TRUMPF brings its expertise in VCSELs. “With our knowledge of the mechanisms of photonics, we can soon enable people with diabetes to measure their blood glucose levels more easily, more cheaply and entirely without pain,” says TRUMPF Photonic Components’ CEO Berthold Schmidt. “This partnership once again shows the innovation potential of VCSEL technology,” he adds.

RSP Systems already has portable, optical sensor-based devices that can measure glucose levels – but in the size of a paperback book. “Touch glucose monitoring has been an ambition for device developers over the last three decades due to the vast implications for hundreds of millions of people, needing to keep an eye on their glucose levels,” says RSP Systems’ CEO Anders Weber. “Together with TRUMPF Photonic Components, we will realize a wrist-worn device, aimed to cover all uses from people on insulin therapy to people at risk for developing diabetes, literally hundreds of millions of people,” he adds. “Over the past 10 years, the company has developed an accurate, factory-calibrated and clinically proven glucose monitor that provides accurate glucose readings just by touching the skin and with no need for calibration.”

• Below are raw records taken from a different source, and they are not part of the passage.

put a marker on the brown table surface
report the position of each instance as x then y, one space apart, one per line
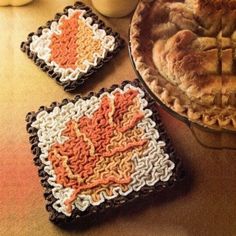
203 204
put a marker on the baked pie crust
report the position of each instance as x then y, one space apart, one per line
185 51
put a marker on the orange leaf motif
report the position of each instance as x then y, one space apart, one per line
98 151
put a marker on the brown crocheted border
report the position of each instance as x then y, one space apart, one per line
72 85
77 215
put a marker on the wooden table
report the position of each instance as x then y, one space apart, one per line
204 204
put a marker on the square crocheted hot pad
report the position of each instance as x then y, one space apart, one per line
72 46
101 151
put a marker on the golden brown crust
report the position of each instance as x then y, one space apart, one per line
186 59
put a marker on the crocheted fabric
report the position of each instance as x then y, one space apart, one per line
100 148
72 45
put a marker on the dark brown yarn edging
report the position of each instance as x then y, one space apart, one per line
77 215
70 86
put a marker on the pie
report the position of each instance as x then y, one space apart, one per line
185 51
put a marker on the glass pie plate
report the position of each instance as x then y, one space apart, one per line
205 136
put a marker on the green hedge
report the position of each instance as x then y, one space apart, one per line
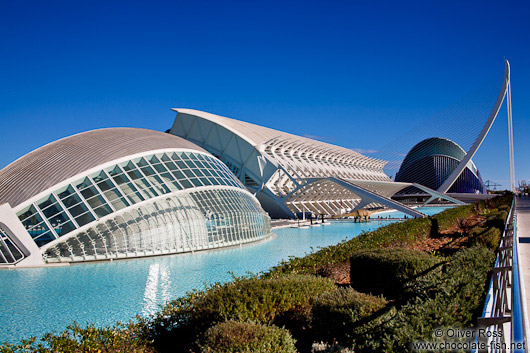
387 271
489 237
89 339
285 300
240 337
451 295
450 217
337 314
394 235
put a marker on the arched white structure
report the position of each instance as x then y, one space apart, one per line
290 174
505 90
121 193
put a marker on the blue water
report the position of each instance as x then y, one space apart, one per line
39 300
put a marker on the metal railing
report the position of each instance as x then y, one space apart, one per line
501 326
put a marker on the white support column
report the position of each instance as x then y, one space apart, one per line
510 137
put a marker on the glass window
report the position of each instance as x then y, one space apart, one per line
84 218
102 210
49 206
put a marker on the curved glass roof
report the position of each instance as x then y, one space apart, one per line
55 162
119 186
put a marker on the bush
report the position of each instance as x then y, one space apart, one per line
450 217
120 338
448 296
285 301
394 235
341 315
387 271
489 237
497 219
233 336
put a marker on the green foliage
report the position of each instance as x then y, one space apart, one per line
344 313
394 235
497 219
387 271
489 237
233 336
451 296
450 218
120 338
285 300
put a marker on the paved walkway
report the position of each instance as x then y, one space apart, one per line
523 233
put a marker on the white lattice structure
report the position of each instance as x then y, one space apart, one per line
291 174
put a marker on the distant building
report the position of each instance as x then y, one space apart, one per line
121 193
292 175
430 163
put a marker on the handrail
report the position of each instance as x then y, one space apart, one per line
503 311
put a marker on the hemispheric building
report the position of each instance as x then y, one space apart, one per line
121 193
208 182
432 160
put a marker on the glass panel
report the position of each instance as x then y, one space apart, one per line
64 228
84 219
83 184
94 201
102 211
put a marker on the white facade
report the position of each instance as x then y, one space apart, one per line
151 193
290 174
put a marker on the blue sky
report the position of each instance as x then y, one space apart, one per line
353 73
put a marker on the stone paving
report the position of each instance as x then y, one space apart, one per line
523 235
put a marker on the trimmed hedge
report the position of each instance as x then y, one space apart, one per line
450 217
387 271
285 301
450 296
489 237
394 235
236 337
89 339
336 315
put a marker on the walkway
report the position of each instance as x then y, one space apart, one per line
523 233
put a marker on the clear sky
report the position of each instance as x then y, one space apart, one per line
353 73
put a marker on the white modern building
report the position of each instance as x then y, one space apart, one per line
291 174
121 193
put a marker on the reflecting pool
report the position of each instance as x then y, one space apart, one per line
39 300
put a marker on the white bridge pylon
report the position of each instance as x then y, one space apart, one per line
505 92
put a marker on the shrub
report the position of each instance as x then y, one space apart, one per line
341 315
285 300
91 339
449 296
387 271
394 235
233 336
489 237
497 219
450 217
322 347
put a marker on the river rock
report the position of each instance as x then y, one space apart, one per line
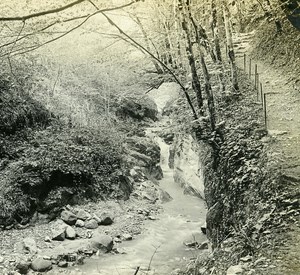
91 224
58 230
101 242
235 270
47 239
30 245
203 246
41 265
70 233
23 267
83 215
63 264
79 223
68 217
164 196
106 219
203 228
127 237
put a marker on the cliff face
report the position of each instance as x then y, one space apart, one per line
188 162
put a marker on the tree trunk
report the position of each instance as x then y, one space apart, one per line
192 63
215 32
230 49
207 87
158 68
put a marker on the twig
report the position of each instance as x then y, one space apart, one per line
23 18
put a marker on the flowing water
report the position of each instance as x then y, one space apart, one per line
161 246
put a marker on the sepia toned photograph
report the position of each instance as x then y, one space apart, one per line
150 137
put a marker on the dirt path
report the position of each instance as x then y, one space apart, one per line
283 123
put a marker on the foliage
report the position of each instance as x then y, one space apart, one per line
18 110
74 163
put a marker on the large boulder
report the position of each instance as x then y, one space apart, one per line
101 242
30 245
144 155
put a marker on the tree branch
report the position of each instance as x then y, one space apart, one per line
154 57
25 17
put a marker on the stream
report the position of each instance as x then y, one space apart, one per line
160 248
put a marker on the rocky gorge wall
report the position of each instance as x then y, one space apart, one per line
187 158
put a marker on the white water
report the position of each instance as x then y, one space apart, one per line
179 222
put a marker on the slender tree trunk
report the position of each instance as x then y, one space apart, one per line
147 43
230 49
192 63
215 31
207 86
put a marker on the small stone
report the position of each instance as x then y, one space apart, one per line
58 235
83 215
203 246
80 260
70 233
106 219
68 217
89 252
19 247
79 223
41 265
203 228
91 224
23 267
30 245
58 230
72 257
246 259
127 237
63 264
234 270
47 239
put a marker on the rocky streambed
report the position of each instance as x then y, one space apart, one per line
155 231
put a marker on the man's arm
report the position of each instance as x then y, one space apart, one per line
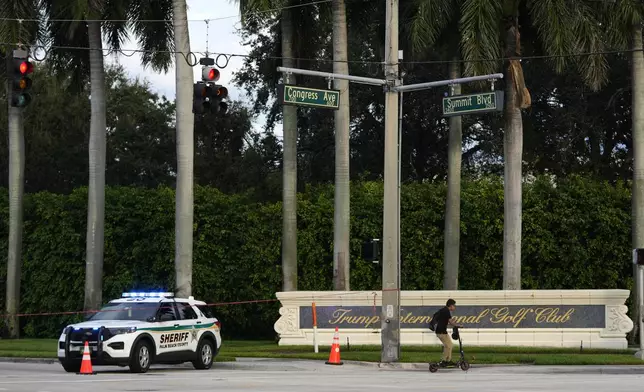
453 323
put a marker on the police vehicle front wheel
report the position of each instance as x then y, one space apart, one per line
204 355
141 357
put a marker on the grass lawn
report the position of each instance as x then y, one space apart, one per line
46 348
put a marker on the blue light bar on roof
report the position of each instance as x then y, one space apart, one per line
138 294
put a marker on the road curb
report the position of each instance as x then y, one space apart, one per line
27 360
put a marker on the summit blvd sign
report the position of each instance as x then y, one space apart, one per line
458 105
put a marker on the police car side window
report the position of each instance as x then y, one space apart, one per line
185 311
166 312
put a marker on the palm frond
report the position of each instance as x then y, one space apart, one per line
14 31
618 18
589 37
480 28
155 38
115 25
249 8
427 21
553 20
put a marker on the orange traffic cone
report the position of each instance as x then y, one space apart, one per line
334 356
86 364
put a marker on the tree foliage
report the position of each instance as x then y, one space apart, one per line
140 140
577 237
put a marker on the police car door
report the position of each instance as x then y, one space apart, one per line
189 323
169 336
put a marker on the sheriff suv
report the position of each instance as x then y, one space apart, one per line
141 329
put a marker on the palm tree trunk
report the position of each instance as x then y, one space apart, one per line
513 151
96 192
289 190
342 197
638 155
16 192
185 155
453 204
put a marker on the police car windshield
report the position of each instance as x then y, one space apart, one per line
139 311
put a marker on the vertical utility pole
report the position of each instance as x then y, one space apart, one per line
390 316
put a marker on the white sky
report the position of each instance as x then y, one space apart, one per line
223 38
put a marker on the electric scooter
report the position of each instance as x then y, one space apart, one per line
462 362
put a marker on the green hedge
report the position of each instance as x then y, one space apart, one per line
576 236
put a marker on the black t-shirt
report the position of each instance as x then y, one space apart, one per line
442 318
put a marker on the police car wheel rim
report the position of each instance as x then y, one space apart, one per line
144 356
206 354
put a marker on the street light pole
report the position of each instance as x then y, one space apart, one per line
390 316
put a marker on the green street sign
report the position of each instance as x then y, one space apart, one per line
458 105
311 97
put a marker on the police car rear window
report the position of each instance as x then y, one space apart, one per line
207 311
139 311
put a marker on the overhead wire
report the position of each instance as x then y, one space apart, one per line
248 13
228 56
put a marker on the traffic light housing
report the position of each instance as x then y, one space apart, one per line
638 256
210 74
371 250
20 82
208 96
201 98
219 93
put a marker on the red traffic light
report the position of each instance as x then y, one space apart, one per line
26 67
210 74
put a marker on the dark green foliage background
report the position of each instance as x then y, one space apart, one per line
576 235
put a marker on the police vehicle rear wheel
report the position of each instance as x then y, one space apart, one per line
204 355
141 357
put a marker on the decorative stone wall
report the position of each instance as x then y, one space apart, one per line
540 318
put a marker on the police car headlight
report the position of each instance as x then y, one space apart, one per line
119 331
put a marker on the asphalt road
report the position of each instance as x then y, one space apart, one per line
304 376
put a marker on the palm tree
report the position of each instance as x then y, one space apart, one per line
423 35
112 17
490 30
342 198
289 126
27 33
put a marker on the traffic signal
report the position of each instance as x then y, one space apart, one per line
371 250
220 92
207 95
20 82
210 74
201 97
638 256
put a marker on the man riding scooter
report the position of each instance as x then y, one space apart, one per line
443 318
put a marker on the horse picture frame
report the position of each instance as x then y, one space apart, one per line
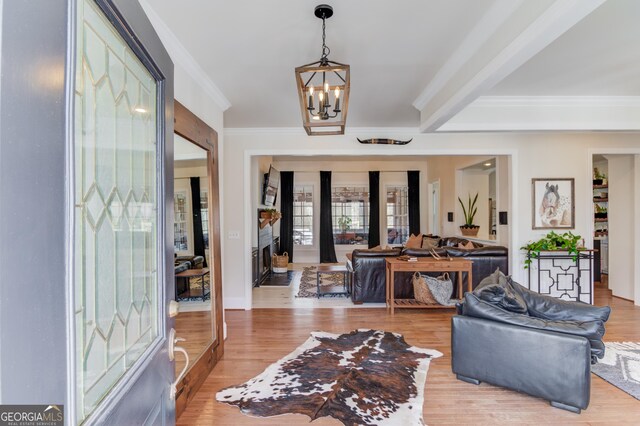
553 203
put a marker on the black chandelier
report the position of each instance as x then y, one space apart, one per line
328 81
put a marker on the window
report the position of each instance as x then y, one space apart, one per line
303 215
181 222
350 210
204 213
397 215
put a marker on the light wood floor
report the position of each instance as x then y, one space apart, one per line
260 337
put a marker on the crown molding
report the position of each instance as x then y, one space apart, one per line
299 131
548 113
181 55
556 101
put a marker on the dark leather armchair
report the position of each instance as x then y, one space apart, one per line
545 351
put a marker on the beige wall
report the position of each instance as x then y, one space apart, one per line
537 155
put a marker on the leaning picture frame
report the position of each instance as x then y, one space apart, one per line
553 203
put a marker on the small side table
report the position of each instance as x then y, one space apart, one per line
424 264
193 273
334 290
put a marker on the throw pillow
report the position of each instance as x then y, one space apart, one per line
430 241
469 245
503 295
414 241
491 279
441 288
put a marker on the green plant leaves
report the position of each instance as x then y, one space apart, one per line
552 242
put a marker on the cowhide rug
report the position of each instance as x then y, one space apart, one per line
365 377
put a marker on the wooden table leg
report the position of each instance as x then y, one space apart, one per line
391 289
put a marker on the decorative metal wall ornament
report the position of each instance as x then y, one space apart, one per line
323 80
375 141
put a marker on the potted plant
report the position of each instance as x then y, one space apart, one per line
600 211
553 242
598 178
470 210
344 222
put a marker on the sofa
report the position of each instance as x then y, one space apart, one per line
509 336
368 267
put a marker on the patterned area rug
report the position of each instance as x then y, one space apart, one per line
365 377
621 366
309 279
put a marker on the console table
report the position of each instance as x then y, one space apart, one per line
559 275
424 264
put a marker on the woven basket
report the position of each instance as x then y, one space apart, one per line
280 264
421 290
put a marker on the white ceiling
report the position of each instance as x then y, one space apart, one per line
599 56
249 50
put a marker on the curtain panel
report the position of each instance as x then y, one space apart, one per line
327 247
374 209
286 207
413 180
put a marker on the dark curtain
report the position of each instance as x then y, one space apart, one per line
198 237
413 180
327 248
286 206
374 209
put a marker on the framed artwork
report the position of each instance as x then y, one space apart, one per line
553 203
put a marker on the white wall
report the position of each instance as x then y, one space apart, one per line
539 155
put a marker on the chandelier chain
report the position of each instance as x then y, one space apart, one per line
325 48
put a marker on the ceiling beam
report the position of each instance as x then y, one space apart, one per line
508 35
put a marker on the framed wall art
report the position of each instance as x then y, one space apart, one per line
553 203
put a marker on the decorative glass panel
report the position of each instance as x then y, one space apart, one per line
115 196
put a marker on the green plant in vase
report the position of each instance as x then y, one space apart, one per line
469 210
553 242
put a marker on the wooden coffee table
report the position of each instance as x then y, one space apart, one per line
334 290
424 264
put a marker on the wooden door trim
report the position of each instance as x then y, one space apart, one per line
192 128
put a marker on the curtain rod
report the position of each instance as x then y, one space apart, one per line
352 171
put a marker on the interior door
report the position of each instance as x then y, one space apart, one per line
123 245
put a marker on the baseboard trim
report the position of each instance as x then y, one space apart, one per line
623 298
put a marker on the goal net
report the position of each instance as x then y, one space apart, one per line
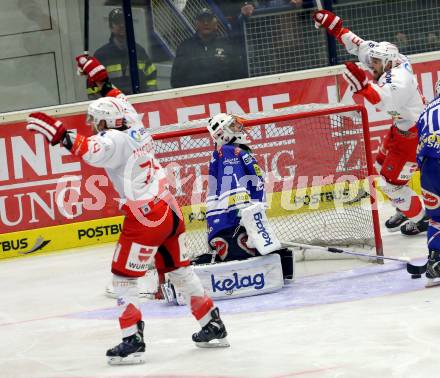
318 174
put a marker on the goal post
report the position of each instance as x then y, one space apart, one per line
319 175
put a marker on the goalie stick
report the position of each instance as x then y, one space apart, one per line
86 27
412 269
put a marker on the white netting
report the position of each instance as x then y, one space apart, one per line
315 168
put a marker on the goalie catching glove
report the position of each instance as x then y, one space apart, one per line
50 127
329 21
355 77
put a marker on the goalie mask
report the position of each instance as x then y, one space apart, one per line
386 52
108 109
226 128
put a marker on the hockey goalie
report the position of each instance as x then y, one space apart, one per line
246 257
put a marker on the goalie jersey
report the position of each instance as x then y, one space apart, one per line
235 180
428 128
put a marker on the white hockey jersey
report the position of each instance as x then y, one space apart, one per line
396 91
128 159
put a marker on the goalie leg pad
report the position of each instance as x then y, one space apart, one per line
235 279
287 263
128 302
260 233
405 199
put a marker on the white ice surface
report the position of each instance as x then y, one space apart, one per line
42 335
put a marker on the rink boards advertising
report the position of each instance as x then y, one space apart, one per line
36 178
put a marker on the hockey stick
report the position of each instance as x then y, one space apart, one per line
412 269
86 27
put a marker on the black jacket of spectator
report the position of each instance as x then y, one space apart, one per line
117 64
203 62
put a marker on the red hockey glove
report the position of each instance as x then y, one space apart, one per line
50 127
328 20
91 67
355 77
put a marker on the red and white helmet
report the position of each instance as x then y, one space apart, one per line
109 109
386 52
223 129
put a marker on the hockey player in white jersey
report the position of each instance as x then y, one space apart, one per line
395 91
153 232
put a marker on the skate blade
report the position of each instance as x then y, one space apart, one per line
216 343
132 359
111 294
432 282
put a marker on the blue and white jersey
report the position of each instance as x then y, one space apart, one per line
235 180
428 128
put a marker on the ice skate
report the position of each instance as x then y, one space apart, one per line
397 221
433 269
212 335
411 228
131 351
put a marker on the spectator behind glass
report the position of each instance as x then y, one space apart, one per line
114 56
206 57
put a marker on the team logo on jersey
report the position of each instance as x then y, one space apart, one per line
431 200
231 161
247 159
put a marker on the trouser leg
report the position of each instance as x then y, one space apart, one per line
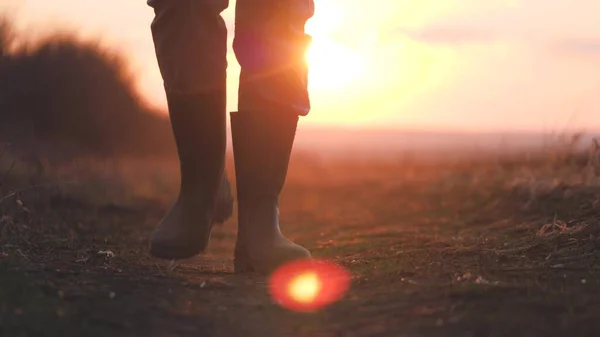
270 45
190 41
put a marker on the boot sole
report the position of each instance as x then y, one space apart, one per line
223 212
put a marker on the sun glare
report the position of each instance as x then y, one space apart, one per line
305 287
332 64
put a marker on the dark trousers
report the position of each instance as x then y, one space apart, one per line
190 39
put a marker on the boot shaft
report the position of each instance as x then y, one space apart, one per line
262 145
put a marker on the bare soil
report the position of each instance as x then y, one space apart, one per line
455 249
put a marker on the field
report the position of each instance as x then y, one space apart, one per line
472 247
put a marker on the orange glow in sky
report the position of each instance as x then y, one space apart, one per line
445 64
307 285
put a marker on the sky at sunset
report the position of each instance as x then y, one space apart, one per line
450 64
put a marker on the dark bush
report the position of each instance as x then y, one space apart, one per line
76 96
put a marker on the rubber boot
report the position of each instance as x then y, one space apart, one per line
199 126
262 144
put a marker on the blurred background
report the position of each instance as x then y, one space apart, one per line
398 74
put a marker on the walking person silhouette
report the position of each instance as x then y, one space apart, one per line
190 39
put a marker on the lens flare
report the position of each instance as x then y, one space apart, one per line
308 285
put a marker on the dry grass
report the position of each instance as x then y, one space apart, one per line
481 247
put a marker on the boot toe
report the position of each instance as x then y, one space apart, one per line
266 262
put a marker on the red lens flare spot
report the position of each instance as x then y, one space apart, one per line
308 285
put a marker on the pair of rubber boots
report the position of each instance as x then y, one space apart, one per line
262 143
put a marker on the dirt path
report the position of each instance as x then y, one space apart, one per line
442 251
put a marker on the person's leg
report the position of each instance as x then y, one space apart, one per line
190 40
270 45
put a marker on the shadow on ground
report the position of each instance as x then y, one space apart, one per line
455 250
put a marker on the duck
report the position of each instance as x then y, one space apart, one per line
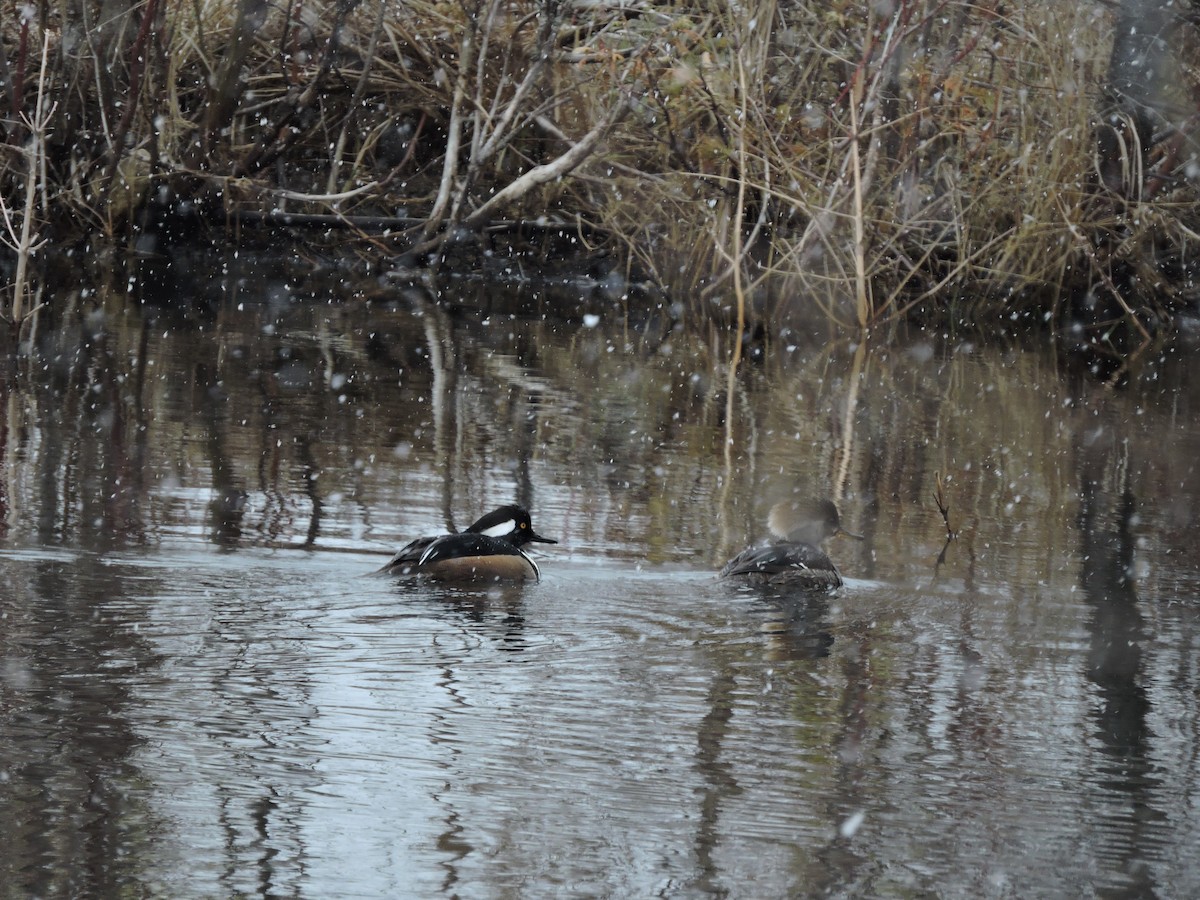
796 559
491 550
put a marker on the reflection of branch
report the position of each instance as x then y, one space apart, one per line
847 423
940 499
943 508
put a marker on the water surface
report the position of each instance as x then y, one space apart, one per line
204 693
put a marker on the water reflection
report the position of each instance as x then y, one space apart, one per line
203 693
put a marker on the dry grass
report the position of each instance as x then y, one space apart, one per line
852 161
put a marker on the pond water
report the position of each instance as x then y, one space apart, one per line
205 693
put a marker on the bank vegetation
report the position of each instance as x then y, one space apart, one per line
759 162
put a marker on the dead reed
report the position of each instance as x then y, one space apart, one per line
766 162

Measuring blood glucose with laser diodes

Diabetes has caused worldwide at least $966bn in healthcare expenditures to date. If the disease is not treated or is treated incorrectly, there is a risk of secondary diseases such as blindness, kidney failure or heart attack, according to the World Health Organization (WHO). According to the International Diabetes Federation, about 540 million adults worldwide live with the metabolic disease diabetes, half of whom have not yet been diagnosed. The number of people affected is expected to rise to 643 million by 2030 and to 783 million by 2045. “If we are successful together, we will improve the lives of hundreds of millions of people,” says Schmidt.

TRUMPF Photonic Components’ lasers are already used in smartphones, smartwatches, digital data transmission and sensors for autonomous driving. “VCSEL lasers are clearing the way for a glucose sensor for your wrist – people with diabetes can thus keep an eye on their glucose levels at all times,” says Weber.